Para que todo colase, el buen Tsipras acudió, como suelen hacer los populistas, a un economista de cabecera llamado Varufakis, vinculado a la universidad y sin experiencias «traumáticas» con la puñetera realidad. Y el resultado fue que Grecia compró, sin dudarlo, la moto de Varufakis. No la preciosa chopper en la que el profesor sigue recorriendo los enclaves monumentales de Grecia, sino una moto teórica impulsada, a modo de cilindros, con cuatro fake postulates: que una deuda que no se paga se convierte en un ingreso; que todo prestamista es un estafador compulsivo, y todo deudor un dechado de virtudes; que cuando un deudor se hace moroso, los únicos cimientos que tiemblan son los del banco; y que Grecia, patria de Pericles y Sócrates, es la clave de Europa, por lo que, si Grecia sale del euro, Alemania y la Unión Europea carecen de futuro.

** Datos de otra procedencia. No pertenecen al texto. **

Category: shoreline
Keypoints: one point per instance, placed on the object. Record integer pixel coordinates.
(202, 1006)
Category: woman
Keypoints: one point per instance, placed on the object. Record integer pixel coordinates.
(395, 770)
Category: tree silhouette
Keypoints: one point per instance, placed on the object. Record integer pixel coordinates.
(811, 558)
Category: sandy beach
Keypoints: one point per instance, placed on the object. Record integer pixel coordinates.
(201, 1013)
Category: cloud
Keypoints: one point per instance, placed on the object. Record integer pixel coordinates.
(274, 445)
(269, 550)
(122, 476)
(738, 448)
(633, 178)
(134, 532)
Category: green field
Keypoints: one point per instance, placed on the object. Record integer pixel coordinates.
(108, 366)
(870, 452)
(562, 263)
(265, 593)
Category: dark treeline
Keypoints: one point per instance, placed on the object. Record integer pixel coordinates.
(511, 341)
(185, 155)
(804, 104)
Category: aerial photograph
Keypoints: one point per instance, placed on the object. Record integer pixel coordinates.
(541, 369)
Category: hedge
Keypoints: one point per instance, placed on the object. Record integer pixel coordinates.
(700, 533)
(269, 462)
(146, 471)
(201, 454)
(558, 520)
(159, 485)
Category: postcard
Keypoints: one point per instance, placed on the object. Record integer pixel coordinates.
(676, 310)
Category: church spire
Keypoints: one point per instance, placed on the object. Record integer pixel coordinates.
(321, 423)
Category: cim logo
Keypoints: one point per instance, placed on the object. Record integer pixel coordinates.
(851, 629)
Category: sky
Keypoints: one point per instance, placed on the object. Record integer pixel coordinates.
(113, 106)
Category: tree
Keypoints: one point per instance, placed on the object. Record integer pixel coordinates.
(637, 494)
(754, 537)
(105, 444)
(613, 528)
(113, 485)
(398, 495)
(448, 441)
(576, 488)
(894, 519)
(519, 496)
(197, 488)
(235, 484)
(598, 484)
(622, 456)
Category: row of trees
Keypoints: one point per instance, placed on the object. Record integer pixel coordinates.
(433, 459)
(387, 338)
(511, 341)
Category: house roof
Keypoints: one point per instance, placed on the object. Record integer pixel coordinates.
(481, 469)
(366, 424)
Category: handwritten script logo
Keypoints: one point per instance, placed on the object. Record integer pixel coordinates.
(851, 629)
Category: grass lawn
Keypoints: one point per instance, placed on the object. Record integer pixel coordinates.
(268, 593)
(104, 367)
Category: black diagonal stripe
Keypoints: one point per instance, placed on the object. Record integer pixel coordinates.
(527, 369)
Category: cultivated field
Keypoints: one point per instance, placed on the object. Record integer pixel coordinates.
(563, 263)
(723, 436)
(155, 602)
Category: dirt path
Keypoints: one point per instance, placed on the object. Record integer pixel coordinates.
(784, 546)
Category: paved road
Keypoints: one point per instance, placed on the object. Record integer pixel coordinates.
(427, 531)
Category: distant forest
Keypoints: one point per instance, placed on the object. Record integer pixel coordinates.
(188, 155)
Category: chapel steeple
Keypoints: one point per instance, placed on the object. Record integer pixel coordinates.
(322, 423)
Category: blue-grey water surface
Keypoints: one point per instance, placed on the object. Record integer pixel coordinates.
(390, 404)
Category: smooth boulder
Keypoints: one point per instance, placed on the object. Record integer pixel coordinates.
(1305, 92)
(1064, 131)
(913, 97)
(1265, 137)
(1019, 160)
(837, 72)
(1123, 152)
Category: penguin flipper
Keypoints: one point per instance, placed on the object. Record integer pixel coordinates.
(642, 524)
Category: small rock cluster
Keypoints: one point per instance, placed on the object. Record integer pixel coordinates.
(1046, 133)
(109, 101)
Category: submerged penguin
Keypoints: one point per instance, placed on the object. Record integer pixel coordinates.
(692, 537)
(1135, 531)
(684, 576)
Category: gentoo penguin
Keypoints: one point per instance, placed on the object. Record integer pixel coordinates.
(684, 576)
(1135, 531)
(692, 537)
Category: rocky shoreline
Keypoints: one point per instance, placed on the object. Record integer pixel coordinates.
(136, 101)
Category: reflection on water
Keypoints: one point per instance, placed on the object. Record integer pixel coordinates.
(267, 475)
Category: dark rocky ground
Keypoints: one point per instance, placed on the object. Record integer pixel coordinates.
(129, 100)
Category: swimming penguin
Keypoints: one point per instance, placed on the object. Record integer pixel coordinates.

La conclusión de Varufakis siempre era la misma: tira palante, colega, y no cedas, que al final la pobre Merkel te lo tendrá que resolver. Y así se agravó, hasta el límite, la ruina de Grecia. Claro que Tsipras, que es populista pero no tonto, se deshizo de Varufakis a la primera de cambio, se fue a Alemania a pedir papas, aceptó tres rescates. y, tan pronto como tuvo poder, sacó las tijeras, el hacha y los fouciños, y se puso a cuadrar las cuentas. El problema es que llegó tarde a la fiesta en la que ya se habían adelantado Irlanda, Portugal y España. Y por eso la Grecia de Tsipras acaba de ir a las elecciones -también repetidas- con las pensiones y los sueldos rebajados a la mitad; con los servicios blindados hechos unos zorros; y con el paro y la emigración galopantes. Un desastre populista que alguien tendrá que corregir con pulso firme.
No soy experto en la Grecia de hoy, y no sé cómo les irá a partir de ahora. Pero he traído todo esto a colación para recordar que hace solamente cinco años los populistas de aquí nos vendían a Tsipras y la moto de Varufakis como la piedra filosofal contra la crisis, y la gallardía anticapitalista, incluido el tira palante, como la solución de la crisis, y como el germen de una nueva Europa hecha para la gente. Porque el populismo más dañino se cuela, como la polilla, en las mejores casas, y porque en las universidades -que también aquí sirvieron de altavoces para Varufakis- sigue rigiendo el principio de que o falar non ten cancelas.